# VG - Vonage alert ... astrostuff outlook ...



## yogi-in-oz (28 May 2006)

Hi folks,

Some traders were ultimately thankful, that they 
were not allocated any shares in the recent 
Vonage float ..... 

One good strategy for many IPOs, is not to bother
trying to stag every issue and just wait for an
opportunity to enter, after the listing.

Every stock has its own "vibration" and if one is
listed on the positive swing, then it will rally from
the outset, but many stocks like VG are launched
on the negative cycle and as a consequence fall,
until they find support at often very attractive
levels for astute traders, with good market timing.

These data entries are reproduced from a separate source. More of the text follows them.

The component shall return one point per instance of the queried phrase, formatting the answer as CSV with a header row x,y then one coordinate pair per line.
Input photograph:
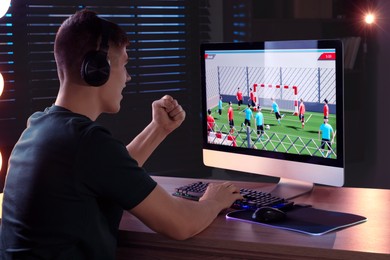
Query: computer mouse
x,y
268,214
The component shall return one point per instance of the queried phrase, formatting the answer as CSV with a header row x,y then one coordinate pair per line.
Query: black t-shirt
x,y
66,188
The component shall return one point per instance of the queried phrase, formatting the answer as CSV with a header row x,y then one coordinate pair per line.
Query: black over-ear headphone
x,y
95,69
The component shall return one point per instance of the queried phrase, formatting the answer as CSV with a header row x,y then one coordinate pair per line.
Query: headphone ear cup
x,y
95,69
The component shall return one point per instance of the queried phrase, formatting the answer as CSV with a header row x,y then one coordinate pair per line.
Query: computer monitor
x,y
286,73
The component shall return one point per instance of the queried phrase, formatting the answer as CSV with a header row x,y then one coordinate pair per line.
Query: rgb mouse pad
x,y
305,220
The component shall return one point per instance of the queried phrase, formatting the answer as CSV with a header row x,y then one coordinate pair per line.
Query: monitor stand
x,y
288,189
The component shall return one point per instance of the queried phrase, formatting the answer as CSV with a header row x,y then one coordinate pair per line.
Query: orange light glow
x,y
369,18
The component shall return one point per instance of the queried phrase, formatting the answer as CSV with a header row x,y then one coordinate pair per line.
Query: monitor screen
x,y
276,109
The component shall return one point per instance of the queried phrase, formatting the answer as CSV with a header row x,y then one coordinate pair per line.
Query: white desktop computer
x,y
275,108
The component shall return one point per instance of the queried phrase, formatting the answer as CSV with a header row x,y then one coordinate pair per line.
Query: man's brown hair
x,y
80,34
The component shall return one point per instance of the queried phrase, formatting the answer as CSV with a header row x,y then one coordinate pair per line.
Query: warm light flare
x,y
369,18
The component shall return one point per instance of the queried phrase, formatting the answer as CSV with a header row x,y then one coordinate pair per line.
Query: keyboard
x,y
252,199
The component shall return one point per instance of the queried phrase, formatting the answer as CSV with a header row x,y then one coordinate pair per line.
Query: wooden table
x,y
230,239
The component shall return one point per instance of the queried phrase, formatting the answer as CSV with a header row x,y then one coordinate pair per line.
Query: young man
x,y
69,180
239,98
302,111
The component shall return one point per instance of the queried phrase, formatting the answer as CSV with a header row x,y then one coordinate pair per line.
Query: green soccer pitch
x,y
286,137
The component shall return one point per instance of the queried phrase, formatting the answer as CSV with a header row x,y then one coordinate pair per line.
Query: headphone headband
x,y
95,69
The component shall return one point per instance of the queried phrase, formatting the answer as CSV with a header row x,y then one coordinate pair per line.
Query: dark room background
x,y
164,59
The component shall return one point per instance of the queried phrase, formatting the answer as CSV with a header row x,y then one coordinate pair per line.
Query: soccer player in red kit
x,y
239,98
302,113
252,98
210,122
231,116
326,109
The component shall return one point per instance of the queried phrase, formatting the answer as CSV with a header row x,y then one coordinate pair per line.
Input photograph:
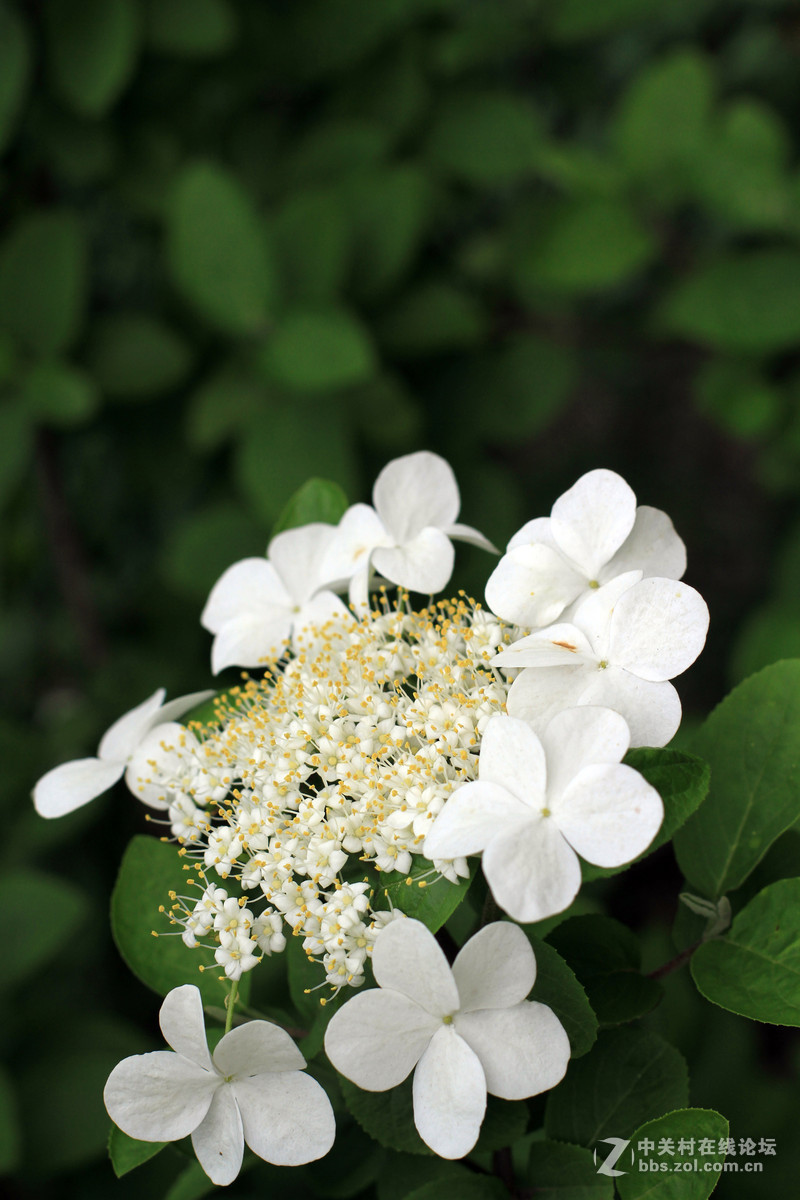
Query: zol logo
x,y
618,1146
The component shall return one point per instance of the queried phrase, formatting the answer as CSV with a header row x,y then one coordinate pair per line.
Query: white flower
x,y
537,802
252,1090
625,641
73,784
594,533
259,603
467,1030
405,537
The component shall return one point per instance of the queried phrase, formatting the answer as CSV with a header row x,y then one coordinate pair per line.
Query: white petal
x,y
298,557
125,735
408,959
513,757
254,1048
377,1038
578,738
73,784
415,491
470,817
250,641
449,1095
653,547
160,1096
533,873
594,613
218,1141
531,586
162,753
659,629
591,521
539,529
608,814
184,1026
524,1050
650,709
287,1119
495,969
474,537
423,563
250,587
558,646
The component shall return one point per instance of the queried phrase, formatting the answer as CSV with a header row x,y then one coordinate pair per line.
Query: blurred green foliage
x,y
244,243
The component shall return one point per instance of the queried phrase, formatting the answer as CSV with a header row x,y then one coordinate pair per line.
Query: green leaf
x,y
44,915
606,959
559,1171
133,354
683,783
746,301
559,989
190,29
626,1078
92,47
127,1152
42,281
14,71
149,871
752,743
585,245
687,1125
59,394
319,351
485,138
755,970
432,903
216,249
318,499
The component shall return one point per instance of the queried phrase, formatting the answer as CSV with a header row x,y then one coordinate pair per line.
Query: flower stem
x,y
230,1003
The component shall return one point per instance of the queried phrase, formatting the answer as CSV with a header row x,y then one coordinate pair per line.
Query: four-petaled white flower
x,y
259,603
251,1090
537,802
407,535
626,640
593,534
74,784
468,1030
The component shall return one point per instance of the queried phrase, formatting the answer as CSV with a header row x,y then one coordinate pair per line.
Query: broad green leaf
x,y
190,29
217,251
746,301
689,1127
92,47
558,988
14,71
559,1171
126,1152
755,970
43,915
626,1078
485,138
42,281
683,783
318,499
606,959
59,394
752,744
149,871
432,903
133,354
585,245
319,351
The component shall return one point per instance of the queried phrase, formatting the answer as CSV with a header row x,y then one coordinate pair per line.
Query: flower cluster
x,y
371,738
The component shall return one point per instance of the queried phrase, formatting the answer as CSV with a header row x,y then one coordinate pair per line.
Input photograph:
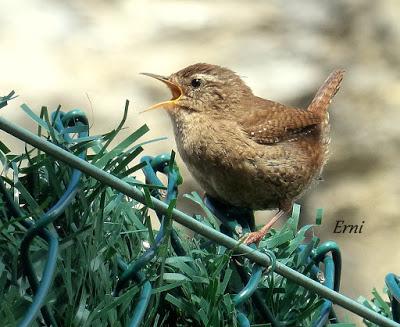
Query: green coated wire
x,y
393,284
41,289
193,224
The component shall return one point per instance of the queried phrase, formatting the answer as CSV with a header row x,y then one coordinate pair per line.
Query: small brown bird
x,y
243,150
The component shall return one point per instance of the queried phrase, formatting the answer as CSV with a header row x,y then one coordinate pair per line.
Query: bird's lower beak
x,y
175,90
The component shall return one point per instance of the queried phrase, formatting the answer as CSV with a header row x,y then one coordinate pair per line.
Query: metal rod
x,y
193,224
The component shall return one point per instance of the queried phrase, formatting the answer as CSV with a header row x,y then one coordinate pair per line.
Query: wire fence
x,y
326,283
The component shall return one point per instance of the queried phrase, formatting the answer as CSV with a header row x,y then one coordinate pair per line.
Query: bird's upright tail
x,y
326,92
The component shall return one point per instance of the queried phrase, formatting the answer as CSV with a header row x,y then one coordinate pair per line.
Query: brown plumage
x,y
244,150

Here's some anticipated key dates ahead for VG,
indicating swings in market sentiment:

     08 June 2006 ..... minor time cycle

     13 June 2006 ..... significant and positive

     15 June 2006 ..... minor and positive news

     22 June 2006 ..... minor

     03 July  2006 ..... significant and negative cycle

 07-10 July 2006 ..... 2 minor and positive cycles

      02 Aug 2006 ..... positive & finance-related??

      10 Aug 2006 ..... negative spotlight on VG

 18-21 Aug 2006 ..... 2 cycles mixed signals
                              = flat trading ...???

25 Aug - 01 Sep 06 ... 2 cycles here should give VG 
a strong underlying negative tone.

28 Aug - 29 December 2006 ... give us another
underlying and negative cycle in VG and even 
though we may see some short-term positive
news, the VG market may well stay flat, during
this period.

06-09 September 2006 ... positive news ???

     11 September 2006 ... positive spotlight on VG

     20 September 2006 ... positive finances???

22-28 September 2006 ... major negative news
                                    for VG, may be worst
                                    in 2006 ..... ???

Further out VG looks negative, until the last few
days in 2006, then in January 2007, VG sentiment
should be mostly positive ..... 

happy days

  yogi


----------